“Seragam tidak rapi, dasi tidak dikenakan. Dan lagi apa ini?!”
Di tepi lapangan guru kedisiplinan yang sangat galak itu menunjukkan benda yang ada di jarinya. Sebuah puntung rokok, “Sudah merasa hebat ya?!” tongkat kayu yang selalu dibawanya kemanapun teracung di depan wajah seorang siswa.

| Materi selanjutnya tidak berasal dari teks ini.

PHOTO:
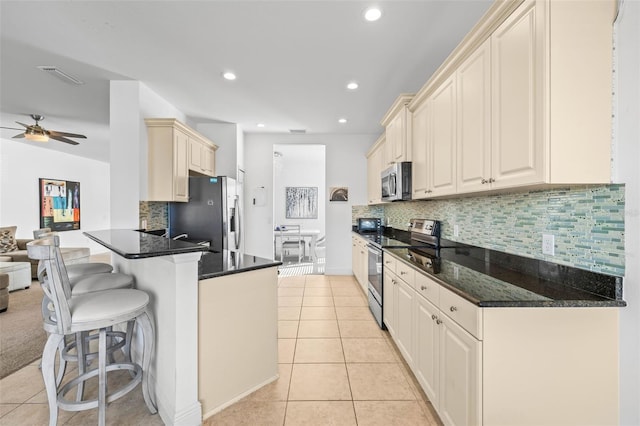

Ujung tongkatnya digunakan untuk menusuk bahu siswa itu beberapa kali, “Selalu membuat masalah, berkelahi, nilai paling rendah, lalu sekarang merokok. Kau mau hidup seperti apa?”.
Siswa yang diajak bicara itu hanya menatap malas, hatinya sibuk menggerutu, merutuki nasibnya yang ketahuan merokok di dekat gudang peralatan olahraga. Bisa-bisanya anggota kesiswaan melakukan inspeksi pagi sedetail itu. Kesal tidak mendapat respon, guru kedisiplinan memilih untuk memarahi lima siswa lainnya. Senang jika gilirannya sudah selesai, kedua matanya menatap sekitar untuk mengurangi kebosanan hingga mendapati dua orang berjalan menuju mereka.
“Sialan, dia ketahuan” umpatnya sambil terkekeh senang
Siswa yang datang itu bergabung dan berdiri di sampingnya.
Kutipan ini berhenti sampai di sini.